Moreover, one aspect of a drive device according to the present invention includes the power conversion device and a motor to which power is supplied by the power conversion device.

An aspect of the power steering device according to the present invention includes the power conversion device, a motor to which power is supplied by the power conversion device, and a power steering mechanism driven by the motor.

According to the present invention, a configuration in which the influence of the magnetic field due to the connecting line is taken into consideration is realized.

FIG. 1 is a diagram schematically showing the circuit configuration of the motor drive unit according to the present embodiment. FIG. 2 is a diagram showing an example of a current value flowing in each coil of each phase of the motor. FIG. 3 is a diagram showing another example of the current value flowing in each coil of each phase of the motor. FIG. 4 is a diagram schematically showing the hardware configuration of the motor drive unit. FIG. 5 is a diagram schematically showing the hardware configurations of the first mounting board and the second mounting board. FIG. 6 is a diagram showing the arrangement of the first location and the second location. FIG. 7 is a diagram showing a modified example in which the arrangement of the first location and the second location is different. FIG. 8 is a diagram showing a modification in which the power supply configuration is different. FIG. 9 is a diagram showing current waveforms in two-phase driving. FIG. 10 is a diagram showing a modification in which the hardware configuration of the mounting board is different. FIG. 11 is a diagram schematically showing the configuration of the power steering device according to the present embodiment.

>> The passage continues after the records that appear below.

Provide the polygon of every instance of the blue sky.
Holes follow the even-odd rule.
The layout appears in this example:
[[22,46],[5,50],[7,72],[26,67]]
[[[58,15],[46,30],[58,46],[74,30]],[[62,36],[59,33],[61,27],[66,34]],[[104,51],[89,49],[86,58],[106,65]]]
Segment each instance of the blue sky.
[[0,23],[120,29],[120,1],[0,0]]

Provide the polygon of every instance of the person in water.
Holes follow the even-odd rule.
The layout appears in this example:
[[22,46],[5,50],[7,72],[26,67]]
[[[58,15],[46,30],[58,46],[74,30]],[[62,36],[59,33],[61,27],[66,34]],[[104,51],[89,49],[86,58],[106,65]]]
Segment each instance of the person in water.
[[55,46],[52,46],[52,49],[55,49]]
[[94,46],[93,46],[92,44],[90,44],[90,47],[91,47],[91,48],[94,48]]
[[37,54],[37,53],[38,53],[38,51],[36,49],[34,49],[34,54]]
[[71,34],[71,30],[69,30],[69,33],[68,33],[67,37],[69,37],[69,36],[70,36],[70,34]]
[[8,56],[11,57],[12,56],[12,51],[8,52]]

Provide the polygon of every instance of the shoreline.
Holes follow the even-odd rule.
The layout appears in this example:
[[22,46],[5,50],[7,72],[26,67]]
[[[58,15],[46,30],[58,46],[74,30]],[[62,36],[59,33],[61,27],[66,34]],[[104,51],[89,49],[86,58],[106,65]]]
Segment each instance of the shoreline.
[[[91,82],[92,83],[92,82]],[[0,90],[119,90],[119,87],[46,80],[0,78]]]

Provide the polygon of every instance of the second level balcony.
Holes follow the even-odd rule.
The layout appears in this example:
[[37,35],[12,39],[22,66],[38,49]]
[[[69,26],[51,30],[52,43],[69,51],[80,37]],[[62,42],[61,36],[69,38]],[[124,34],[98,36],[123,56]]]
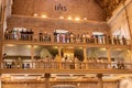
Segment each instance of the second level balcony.
[[131,63],[3,62],[3,74],[131,74]]
[[[4,43],[22,43],[22,44],[37,44],[37,45],[73,45],[73,46],[129,46],[131,41],[108,36],[76,36],[76,35],[54,35],[54,34],[4,34]],[[97,46],[98,45],[98,46]]]

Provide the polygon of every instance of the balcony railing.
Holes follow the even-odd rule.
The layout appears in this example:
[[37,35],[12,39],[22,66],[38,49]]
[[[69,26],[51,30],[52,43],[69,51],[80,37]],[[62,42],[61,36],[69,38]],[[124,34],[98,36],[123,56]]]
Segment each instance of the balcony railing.
[[70,70],[132,70],[131,63],[72,63],[72,62],[3,62],[2,69],[70,69]]
[[76,37],[76,36],[55,36],[40,34],[4,34],[4,41],[29,41],[29,42],[52,42],[52,43],[82,43],[82,44],[113,44],[131,45],[130,40],[122,38],[103,38],[103,37]]

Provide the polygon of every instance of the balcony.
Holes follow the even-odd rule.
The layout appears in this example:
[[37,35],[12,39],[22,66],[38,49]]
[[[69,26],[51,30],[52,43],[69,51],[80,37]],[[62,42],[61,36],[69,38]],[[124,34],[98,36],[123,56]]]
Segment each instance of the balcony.
[[77,37],[77,36],[59,36],[53,34],[4,34],[4,44],[33,44],[33,45],[61,45],[61,46],[86,46],[86,47],[124,47],[130,48],[131,41],[122,38],[107,37]]
[[131,74],[131,63],[3,62],[2,74]]

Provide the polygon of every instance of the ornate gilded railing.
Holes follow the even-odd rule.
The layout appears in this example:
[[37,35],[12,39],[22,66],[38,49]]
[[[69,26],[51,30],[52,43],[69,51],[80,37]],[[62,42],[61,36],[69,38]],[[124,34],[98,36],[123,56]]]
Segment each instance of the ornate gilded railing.
[[132,70],[131,63],[2,62],[2,69]]
[[96,37],[76,37],[76,36],[62,36],[56,37],[53,34],[4,34],[4,41],[29,41],[29,42],[52,42],[52,43],[82,43],[82,44],[113,44],[113,45],[131,45],[130,40],[114,40],[114,38],[96,38]]

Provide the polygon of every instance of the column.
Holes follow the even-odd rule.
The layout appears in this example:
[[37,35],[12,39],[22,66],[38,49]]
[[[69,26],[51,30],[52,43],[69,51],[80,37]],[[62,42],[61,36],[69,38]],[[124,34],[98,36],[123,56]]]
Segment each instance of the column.
[[31,45],[31,61],[32,61],[32,68],[34,67],[34,45]]
[[98,78],[97,88],[103,88],[102,74],[97,74],[97,78]]
[[44,81],[45,88],[51,88],[51,85],[50,85],[51,74],[45,74],[44,77],[45,77],[45,81]]

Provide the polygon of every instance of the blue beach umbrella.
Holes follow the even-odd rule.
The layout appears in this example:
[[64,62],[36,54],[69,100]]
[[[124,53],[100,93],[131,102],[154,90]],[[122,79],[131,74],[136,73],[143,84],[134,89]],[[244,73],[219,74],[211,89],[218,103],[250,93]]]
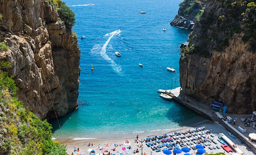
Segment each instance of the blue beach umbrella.
[[197,152],[200,154],[203,154],[204,153],[205,153],[206,152],[206,151],[205,150],[202,148],[199,148],[199,149],[197,149]]
[[167,150],[163,151],[164,154],[166,155],[170,155],[172,154],[172,151],[169,150]]
[[181,153],[182,151],[179,148],[176,148],[173,150],[173,152],[176,154],[178,154]]
[[190,151],[190,149],[189,148],[187,147],[184,147],[181,148],[181,151],[184,152],[188,152]]
[[196,148],[204,148],[204,147],[202,145],[197,144],[196,146]]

Hereinafter, an embodiment of a power converter, a drive, and a power steering device of this indication is explained in detail, referring to an accompanying drawing. However, in order to avoid unnecessary redundancy in the following description and facilitate understanding by those skilled in the art, detailed description may be omitted more than necessary. For example, detailed description of well-known matters and duplicate description of substantially the same configuration may be omitted.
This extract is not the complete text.